England: Secret Barrister accuses Boris Johnson of ‘conning the public’ on criminal justice
The anonymous blogger known as the Secret Barrister has accused Prime Minister Boris Johnson of “conning the public” on criminal justice.
In a lengthy blog post, the lawyer responded to Mr Johnson’s recent high-profile announcement of a review of sentencing policy, investment of £2.5 billion in the construction of new prisons, and plans to strengthen stop-and-search powers.
The barrister said the additional funding for prisons and prosecutors will not reverse a decade of “chronic underfunding”.
The Crown Prosecution Service (CPS), which has been promised an additional £85 million over the next two years, has lost £250 million in real terms since 2009/10, as well as a quarter of its staff and a third of its lawyers, the barrister wrote.

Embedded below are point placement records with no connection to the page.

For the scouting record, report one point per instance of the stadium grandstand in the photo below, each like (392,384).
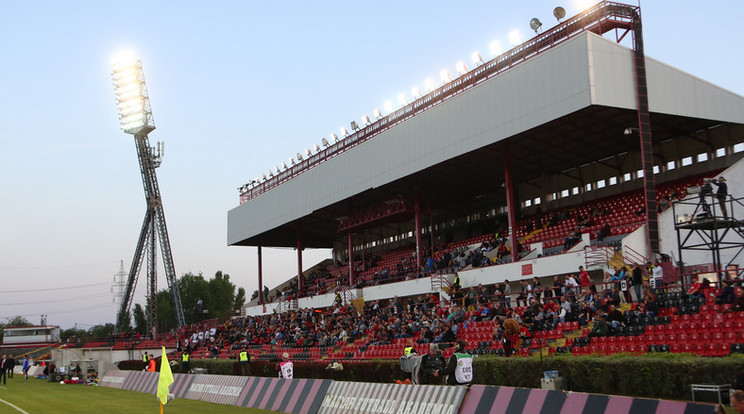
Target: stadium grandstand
(480,200)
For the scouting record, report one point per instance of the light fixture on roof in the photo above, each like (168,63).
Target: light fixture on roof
(535,24)
(559,13)
(476,58)
(445,77)
(631,131)
(416,92)
(430,85)
(496,48)
(515,38)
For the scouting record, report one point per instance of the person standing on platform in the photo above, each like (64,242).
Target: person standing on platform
(460,366)
(10,365)
(3,368)
(285,367)
(721,194)
(244,359)
(26,366)
(185,357)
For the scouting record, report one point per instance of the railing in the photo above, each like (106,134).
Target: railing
(602,18)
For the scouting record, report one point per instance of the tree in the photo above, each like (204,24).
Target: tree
(166,312)
(192,287)
(140,320)
(125,322)
(223,296)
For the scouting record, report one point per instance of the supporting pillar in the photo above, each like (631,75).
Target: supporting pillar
(417,225)
(510,206)
(261,299)
(431,231)
(350,240)
(300,282)
(646,143)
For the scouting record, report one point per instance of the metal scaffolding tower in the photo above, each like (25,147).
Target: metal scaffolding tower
(136,119)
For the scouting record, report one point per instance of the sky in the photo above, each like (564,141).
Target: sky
(236,87)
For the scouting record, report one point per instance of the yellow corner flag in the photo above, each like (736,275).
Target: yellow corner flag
(165,380)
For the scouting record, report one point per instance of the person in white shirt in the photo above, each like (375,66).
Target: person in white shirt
(285,367)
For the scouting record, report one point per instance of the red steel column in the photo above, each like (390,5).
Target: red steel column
(261,299)
(350,240)
(300,282)
(417,224)
(510,206)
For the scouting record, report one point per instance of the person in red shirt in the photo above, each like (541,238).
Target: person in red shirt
(585,280)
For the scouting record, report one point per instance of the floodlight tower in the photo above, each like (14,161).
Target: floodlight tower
(135,117)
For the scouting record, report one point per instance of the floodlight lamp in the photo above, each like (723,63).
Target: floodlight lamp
(496,48)
(132,100)
(416,92)
(559,13)
(515,38)
(476,58)
(430,85)
(535,24)
(445,77)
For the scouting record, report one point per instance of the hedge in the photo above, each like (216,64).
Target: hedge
(665,376)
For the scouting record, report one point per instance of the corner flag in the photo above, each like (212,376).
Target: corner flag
(165,380)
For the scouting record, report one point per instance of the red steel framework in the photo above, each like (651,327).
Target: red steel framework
(602,18)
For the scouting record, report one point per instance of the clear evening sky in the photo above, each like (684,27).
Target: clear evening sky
(236,88)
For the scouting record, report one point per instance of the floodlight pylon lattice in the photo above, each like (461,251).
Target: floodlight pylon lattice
(136,119)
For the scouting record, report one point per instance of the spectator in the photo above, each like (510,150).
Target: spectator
(600,326)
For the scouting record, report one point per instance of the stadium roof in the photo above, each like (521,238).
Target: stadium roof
(564,108)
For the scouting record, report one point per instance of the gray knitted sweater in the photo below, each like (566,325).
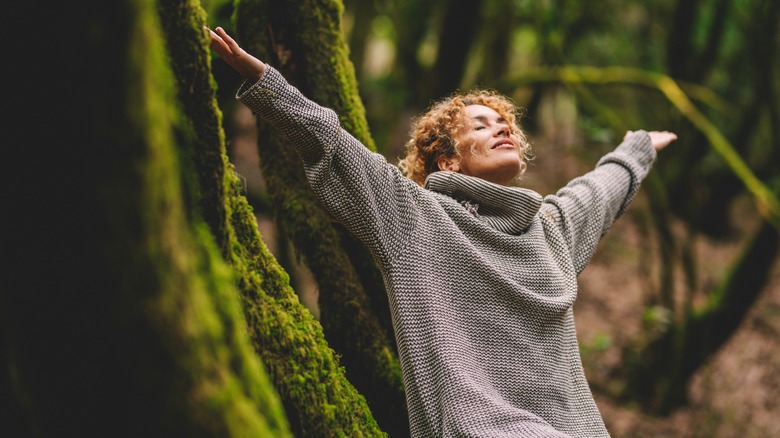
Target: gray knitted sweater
(481,278)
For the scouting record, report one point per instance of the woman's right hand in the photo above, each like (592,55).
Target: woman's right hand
(245,64)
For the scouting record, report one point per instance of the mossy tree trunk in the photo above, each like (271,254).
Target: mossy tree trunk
(318,399)
(304,41)
(118,315)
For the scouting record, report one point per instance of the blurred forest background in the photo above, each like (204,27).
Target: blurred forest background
(678,314)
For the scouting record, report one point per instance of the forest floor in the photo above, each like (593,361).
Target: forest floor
(736,394)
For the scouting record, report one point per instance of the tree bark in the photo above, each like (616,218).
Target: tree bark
(318,398)
(118,316)
(304,41)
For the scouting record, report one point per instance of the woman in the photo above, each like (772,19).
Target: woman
(481,276)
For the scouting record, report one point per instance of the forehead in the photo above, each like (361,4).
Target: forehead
(481,112)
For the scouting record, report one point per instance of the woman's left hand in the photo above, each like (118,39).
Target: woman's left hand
(659,139)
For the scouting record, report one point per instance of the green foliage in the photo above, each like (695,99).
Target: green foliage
(313,388)
(122,313)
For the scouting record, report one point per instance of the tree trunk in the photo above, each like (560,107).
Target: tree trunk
(118,316)
(304,41)
(315,392)
(659,372)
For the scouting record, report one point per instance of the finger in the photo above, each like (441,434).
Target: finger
(219,45)
(231,43)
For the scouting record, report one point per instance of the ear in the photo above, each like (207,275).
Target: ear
(447,164)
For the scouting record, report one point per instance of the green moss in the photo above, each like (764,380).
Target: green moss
(318,56)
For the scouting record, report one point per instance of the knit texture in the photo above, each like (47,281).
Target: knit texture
(481,278)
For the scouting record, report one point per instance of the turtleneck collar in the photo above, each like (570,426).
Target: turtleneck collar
(507,209)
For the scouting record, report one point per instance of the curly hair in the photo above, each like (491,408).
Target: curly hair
(435,133)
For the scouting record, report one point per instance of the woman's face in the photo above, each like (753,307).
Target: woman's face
(488,147)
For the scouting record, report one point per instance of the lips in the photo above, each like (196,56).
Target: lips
(503,143)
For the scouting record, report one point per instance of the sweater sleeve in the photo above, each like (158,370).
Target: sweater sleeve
(358,187)
(586,208)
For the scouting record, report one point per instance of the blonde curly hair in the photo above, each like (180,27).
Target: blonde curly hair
(435,133)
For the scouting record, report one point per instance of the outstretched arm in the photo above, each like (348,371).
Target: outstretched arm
(249,67)
(588,205)
(358,187)
(659,139)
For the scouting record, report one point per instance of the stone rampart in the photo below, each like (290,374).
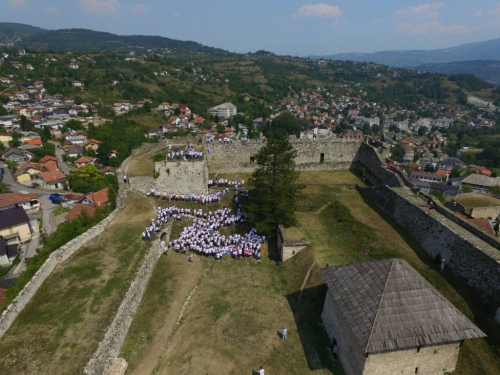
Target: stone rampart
(109,348)
(372,164)
(485,212)
(475,261)
(182,177)
(58,256)
(237,157)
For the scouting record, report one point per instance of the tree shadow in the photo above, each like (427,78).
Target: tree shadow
(313,337)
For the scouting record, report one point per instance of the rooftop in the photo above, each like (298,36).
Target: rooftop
(388,306)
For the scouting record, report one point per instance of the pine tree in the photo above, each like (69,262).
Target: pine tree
(275,189)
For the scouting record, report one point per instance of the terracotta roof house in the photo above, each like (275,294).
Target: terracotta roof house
(53,179)
(28,171)
(7,252)
(75,151)
(15,225)
(89,209)
(91,144)
(98,199)
(108,170)
(387,319)
(84,160)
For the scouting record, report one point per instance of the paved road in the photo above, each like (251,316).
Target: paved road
(47,205)
(63,167)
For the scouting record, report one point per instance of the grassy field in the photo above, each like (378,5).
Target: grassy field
(232,322)
(472,201)
(60,328)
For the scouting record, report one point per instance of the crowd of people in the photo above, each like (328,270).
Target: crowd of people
(203,237)
(190,197)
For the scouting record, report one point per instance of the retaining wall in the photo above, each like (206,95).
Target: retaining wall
(58,256)
(109,348)
(475,261)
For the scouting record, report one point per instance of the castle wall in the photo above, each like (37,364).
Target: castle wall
(475,261)
(334,154)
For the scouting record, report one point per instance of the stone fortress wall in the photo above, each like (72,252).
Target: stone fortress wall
(474,260)
(334,154)
(59,256)
(182,177)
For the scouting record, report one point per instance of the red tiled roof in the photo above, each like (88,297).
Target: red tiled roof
(51,176)
(33,142)
(78,209)
(47,158)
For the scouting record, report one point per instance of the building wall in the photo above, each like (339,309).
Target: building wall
(475,261)
(349,351)
(430,360)
(23,230)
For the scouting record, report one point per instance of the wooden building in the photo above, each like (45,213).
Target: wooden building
(387,319)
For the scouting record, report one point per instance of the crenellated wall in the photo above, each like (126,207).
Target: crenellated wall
(471,258)
(332,154)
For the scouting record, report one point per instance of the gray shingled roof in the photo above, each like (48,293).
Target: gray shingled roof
(388,305)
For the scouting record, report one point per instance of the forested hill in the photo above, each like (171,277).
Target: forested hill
(488,70)
(489,49)
(77,40)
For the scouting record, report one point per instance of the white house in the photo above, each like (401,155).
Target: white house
(223,110)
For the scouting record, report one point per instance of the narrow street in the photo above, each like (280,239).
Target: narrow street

However, the lawyer reserved particular ire for Mr Johnson’s “trademark opportunism and dearth of intellectual rigour”, arguing that the prime minister had “lied and lied and lied” about the impact of policing and prisons on crime rates.
The barrister wrote: “We already have the highest incarceration rate in Western Europe. Prison sentences have on average got longer year-on-year. We have more prisoners detained on indefinite and life sentences than all the other countries in the Council of Europe.
“The notion that our courts routinely hand out ‘soft sentences’ is simply not true. When we do see ‘soft justice’ stories in the headlines, they will either be an aberration, usually corrected on appeal, or they will be the product of inaccurate or dishonest reporting, removing context or omitting facts.”
They added: “He is lying so that he can turn the volume up to 11 on his remix of ‘Prison Works’ to ensure the oldies at the back of the conference hall can hear in the run-up to the inevitable autumn general election. And while Mr Johnson is lying to you, the rest of the criminal justice system rots.”